Я знаю, что для женщин это первоочередной вопрос, а теперь вот он и для меня главный. Но я знаю ответ, к которому пришёл бессонными ночами.

- Любовь – это гармоничное влечение тел и душ.

Она затихла, огорошенная краткой и точной формулировкой самого большого чувства, до которой не додумались ни Хемингуэй, ни Ремарк, не говоря уж о Галине Николаевой.

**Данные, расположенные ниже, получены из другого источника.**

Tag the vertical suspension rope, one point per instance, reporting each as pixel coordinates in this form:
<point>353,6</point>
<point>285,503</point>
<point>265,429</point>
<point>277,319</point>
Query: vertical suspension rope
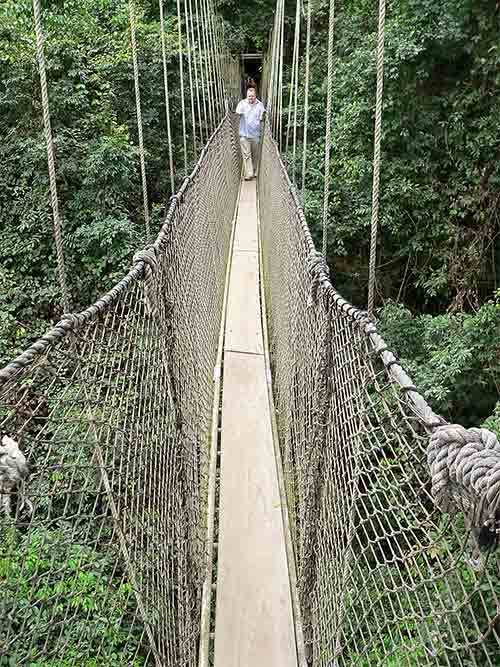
<point>203,64</point>
<point>190,71</point>
<point>376,156</point>
<point>208,65</point>
<point>61,268</point>
<point>167,98</point>
<point>131,9</point>
<point>280,81</point>
<point>196,55</point>
<point>294,69</point>
<point>306,99</point>
<point>215,51</point>
<point>181,74</point>
<point>296,92</point>
<point>328,138</point>
<point>213,65</point>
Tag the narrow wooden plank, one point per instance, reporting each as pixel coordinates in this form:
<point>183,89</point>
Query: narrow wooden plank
<point>254,623</point>
<point>243,329</point>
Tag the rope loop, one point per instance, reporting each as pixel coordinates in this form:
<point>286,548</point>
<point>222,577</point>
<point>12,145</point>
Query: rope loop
<point>317,269</point>
<point>148,255</point>
<point>465,470</point>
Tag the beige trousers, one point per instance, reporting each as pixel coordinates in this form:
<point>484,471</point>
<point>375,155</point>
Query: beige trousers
<point>250,150</point>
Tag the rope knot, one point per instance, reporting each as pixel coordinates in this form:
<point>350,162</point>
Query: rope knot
<point>317,269</point>
<point>465,470</point>
<point>148,255</point>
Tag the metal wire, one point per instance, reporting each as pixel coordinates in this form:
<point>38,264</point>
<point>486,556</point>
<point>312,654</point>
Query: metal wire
<point>112,409</point>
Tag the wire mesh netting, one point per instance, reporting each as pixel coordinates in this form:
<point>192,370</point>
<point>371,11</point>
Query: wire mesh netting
<point>384,577</point>
<point>103,545</point>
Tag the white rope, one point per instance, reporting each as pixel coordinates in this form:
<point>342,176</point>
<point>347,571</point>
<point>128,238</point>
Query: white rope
<point>203,65</point>
<point>296,92</point>
<point>306,99</point>
<point>196,63</point>
<point>376,156</point>
<point>61,268</point>
<point>190,71</point>
<point>181,73</point>
<point>167,100</point>
<point>131,9</point>
<point>280,81</point>
<point>294,71</point>
<point>328,138</point>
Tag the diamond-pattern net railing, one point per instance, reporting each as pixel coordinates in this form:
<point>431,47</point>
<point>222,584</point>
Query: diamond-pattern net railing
<point>384,578</point>
<point>102,548</point>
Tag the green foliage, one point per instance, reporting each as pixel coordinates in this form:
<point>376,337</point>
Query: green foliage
<point>93,118</point>
<point>47,580</point>
<point>440,180</point>
<point>454,359</point>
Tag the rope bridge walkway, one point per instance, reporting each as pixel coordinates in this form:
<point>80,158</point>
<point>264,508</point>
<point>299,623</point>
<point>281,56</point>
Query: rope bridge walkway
<point>226,464</point>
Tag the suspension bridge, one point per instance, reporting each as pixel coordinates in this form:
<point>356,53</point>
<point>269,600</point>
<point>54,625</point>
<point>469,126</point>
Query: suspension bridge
<point>228,466</point>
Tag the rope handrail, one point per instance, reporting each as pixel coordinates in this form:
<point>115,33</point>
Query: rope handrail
<point>355,314</point>
<point>73,321</point>
<point>361,448</point>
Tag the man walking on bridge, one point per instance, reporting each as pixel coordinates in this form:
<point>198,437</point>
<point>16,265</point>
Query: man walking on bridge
<point>251,111</point>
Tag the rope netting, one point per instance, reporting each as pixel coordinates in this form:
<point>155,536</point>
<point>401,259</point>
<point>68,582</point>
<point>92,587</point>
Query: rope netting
<point>103,546</point>
<point>384,576</point>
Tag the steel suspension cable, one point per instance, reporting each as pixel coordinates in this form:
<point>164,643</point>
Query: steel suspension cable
<point>181,73</point>
<point>376,156</point>
<point>61,268</point>
<point>167,98</point>
<point>131,9</point>
<point>306,99</point>
<point>328,138</point>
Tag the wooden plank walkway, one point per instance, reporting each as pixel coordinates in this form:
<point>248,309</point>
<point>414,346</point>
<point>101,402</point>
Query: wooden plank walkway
<point>254,622</point>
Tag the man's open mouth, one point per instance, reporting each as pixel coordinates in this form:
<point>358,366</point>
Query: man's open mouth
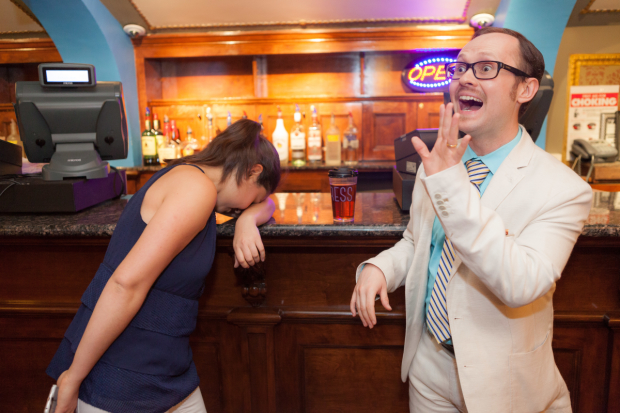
<point>469,103</point>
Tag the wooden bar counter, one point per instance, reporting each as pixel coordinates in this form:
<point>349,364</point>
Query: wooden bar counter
<point>281,338</point>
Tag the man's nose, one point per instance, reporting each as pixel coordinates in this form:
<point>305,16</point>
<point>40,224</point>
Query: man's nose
<point>468,77</point>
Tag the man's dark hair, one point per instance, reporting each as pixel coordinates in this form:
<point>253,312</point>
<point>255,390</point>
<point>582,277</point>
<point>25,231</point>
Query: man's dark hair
<point>236,150</point>
<point>531,61</point>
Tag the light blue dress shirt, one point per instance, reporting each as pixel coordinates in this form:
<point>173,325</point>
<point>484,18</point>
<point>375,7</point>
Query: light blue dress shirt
<point>493,161</point>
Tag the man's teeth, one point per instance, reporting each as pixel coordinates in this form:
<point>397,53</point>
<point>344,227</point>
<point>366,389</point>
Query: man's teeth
<point>470,98</point>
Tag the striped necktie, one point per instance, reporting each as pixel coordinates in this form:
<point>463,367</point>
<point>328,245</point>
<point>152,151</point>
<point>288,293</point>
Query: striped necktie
<point>437,311</point>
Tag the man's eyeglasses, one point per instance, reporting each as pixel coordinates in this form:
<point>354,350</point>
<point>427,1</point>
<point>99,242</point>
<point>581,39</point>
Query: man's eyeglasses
<point>482,70</point>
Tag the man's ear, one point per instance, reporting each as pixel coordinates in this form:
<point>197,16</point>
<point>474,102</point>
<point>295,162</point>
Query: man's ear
<point>527,90</point>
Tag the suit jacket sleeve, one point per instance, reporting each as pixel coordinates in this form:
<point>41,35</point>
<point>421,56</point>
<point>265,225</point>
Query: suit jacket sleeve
<point>517,269</point>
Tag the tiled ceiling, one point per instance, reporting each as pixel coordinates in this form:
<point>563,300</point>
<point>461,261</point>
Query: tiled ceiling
<point>16,19</point>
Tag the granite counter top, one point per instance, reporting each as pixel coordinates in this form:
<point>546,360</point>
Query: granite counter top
<point>297,215</point>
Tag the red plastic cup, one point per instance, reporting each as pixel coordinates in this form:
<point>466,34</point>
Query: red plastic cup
<point>343,183</point>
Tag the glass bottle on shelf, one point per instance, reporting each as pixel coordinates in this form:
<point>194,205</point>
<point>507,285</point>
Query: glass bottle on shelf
<point>190,145</point>
<point>210,130</point>
<point>315,147</point>
<point>350,143</point>
<point>174,132</point>
<point>332,144</point>
<point>170,150</point>
<point>280,139</point>
<point>298,141</point>
<point>149,143</point>
<point>13,136</point>
<point>159,135</point>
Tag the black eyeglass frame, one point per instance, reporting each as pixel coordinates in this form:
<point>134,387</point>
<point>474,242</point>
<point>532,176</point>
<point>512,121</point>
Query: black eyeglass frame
<point>500,66</point>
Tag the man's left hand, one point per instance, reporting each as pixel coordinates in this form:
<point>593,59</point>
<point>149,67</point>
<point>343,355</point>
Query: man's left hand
<point>447,151</point>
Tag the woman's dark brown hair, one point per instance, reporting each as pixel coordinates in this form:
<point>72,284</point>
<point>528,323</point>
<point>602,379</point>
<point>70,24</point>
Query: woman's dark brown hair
<point>236,150</point>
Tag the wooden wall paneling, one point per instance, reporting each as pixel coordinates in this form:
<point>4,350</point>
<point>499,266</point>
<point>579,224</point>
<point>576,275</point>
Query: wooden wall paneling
<point>152,75</point>
<point>258,326</point>
<point>299,41</point>
<point>428,113</point>
<point>585,287</point>
<point>313,75</point>
<point>259,71</point>
<point>332,367</point>
<point>388,121</point>
<point>581,354</point>
<point>613,322</point>
<point>220,114</point>
<point>206,77</point>
<point>5,95</point>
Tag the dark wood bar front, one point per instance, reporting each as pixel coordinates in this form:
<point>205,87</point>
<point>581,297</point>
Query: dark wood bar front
<point>281,338</point>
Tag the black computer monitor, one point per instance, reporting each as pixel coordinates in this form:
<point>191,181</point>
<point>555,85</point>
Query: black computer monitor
<point>71,121</point>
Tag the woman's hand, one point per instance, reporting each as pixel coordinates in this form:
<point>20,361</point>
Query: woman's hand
<point>68,390</point>
<point>247,243</point>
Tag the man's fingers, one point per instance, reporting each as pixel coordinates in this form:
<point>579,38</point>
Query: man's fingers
<point>370,299</point>
<point>361,306</point>
<point>261,249</point>
<point>352,305</point>
<point>384,299</point>
<point>453,135</point>
<point>420,147</point>
<point>463,144</point>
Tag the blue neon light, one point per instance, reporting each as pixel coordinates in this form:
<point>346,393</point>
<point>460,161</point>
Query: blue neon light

А я ещё и добавляю в развитие тезиса:

- Гармония чувств – вершина.

- Ух, какой ты умный! – восхищается она, напрасно не ожидая от меня такой глубины философии человеческих отношений. – Не зря всё-таки тебя назначили главным инженером посудного завода.

Тут же перевернулась на живот, прижала для надёжности меня грудями и, приблизив тёмное лицо с посветлевшими от надежды глазами к моему вдохновенному лицу, требовательно допытывается:

- У нас она есть?

И замерла в томительном ожидании «да». Но я, как всегда честный перед своей и другими совестями, отвечаю:

- Не знаю.

Она аж назад подалась, ошарашенная моей наглостью. Пришлось немедля успокоить:

- Этого даже Сократ не знал.

- Причём тут Сократ? – возмущается, так и не услышав пьянящего признания.

- А у него лоб здоровый, - поясняю очевидное.